25/10/2017 tarihli Resmi Gazetede yayımlanarak yürürlüğü giren 7036 sayılı İş Mahkemeleri Kanunu’nun 5/1-a maddesindeki düzenleme ile, (…) 11/1/2011 tarihli ve 6098 sayılı Türk Borçlar Kanununun İkinci Kısmının Altıncı Bölümünde düzenlenen hizmet sözleşmelerine tabi işçiler ile işveren veya işveren vekilleri arasında, iş ilişkisi nedeniyle sözleşmeden veya kanundan doğan her türlü hukuk uyuşmazlıklarına ilişkin dava ve işlere İş Mahkemelerinin bakacağı hüküm altına alınmıştır. Türk Borçlar Kanununun İkinci Kısmının Altıncı Bölümü, hizmet sözleşmelerine ilişkin olarak 393 ve 469. maddeler arasındaki düzenlemelerden oluşmaktadır. İşçinin rekabet yasağına ilişkin 444. madde de bu bölümde düzenlenmiştir.

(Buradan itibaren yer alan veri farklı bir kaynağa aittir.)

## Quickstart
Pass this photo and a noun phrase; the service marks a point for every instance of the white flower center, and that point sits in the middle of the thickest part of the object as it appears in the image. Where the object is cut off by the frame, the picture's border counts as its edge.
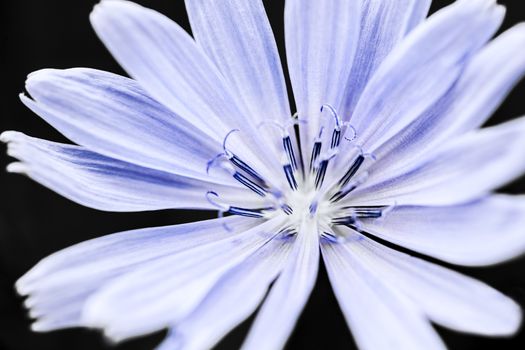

İşçinin hizmet akdinin sonlanmasından sonra oluşan rekabet yasağının, haksız rekabet ve gizlilik yükümlülüklerine aykırılık nedeni ile açılan tazminat davalarının Yargıtay’ın istikrarlı içtihatlarına göre ticaret mahkemelerinin bakmakla görevli olduğu kabul edilmekteydi. Türk Ticaret Kanunu(TTK)’nun 4/1-c maddesinde Türk Borçlar Kanununun rekabet yasağına ilişkin 444 ve 447. maddelerinde öngörülen hususlardan doğan hukuk davalarının ticari dava olarak kabul edilmiş ve TTK’nın 5/1. maddesinde de aksine hüküm bulunmadıkça, tüm ticari davaların asliye ticaret mahkemesinde bakılacağı düzenlenmiştir. Ancak Mahkemelerin görevi davanın açıldığı durum ve koşullara göre belirlenir. Davanın açıldığı tarihte yürürlükte bulunan 7036 sayılı İş Mahkemeleri Kanunu’nun 5/1-a maddesine göre işçinin rekabet yasağının da yer aldığı TBK’nın Altıncı Bölümünde düzenlenen hizmet sözleşmelerine ilişkin işçi ve işveren arasındaki ilişkiden kaynaklanan davalarda iş mahkemelerinin görevli olduğu düzenlenmiştir. 7036 sayılı yasanın 5. maddesinin gerekçesinde yapılan değişiklikle, iş mahkemelerinin görev alanının genişletildiği ve böylece iş mahkemelerinin işçi ve işveren arasındaki tüm ihtilafları çözmekle görevlendirilerek tam bir ihtisas mahkemesi olarak kabul edildiği, bu yaklaşımla işçi ve işveren arasındaki iş ilişkisinden kaynaklanan uyuşmazlıklarda istikrarlı kararların verilmesinin sağlanacağı ve uzmanlık sebebiyle kısa sürede daha güvenilir sonuçlar elde edileceği ve yargı yoluna başvuranların haklarının daha iyi korunacağı belirtilmiştir.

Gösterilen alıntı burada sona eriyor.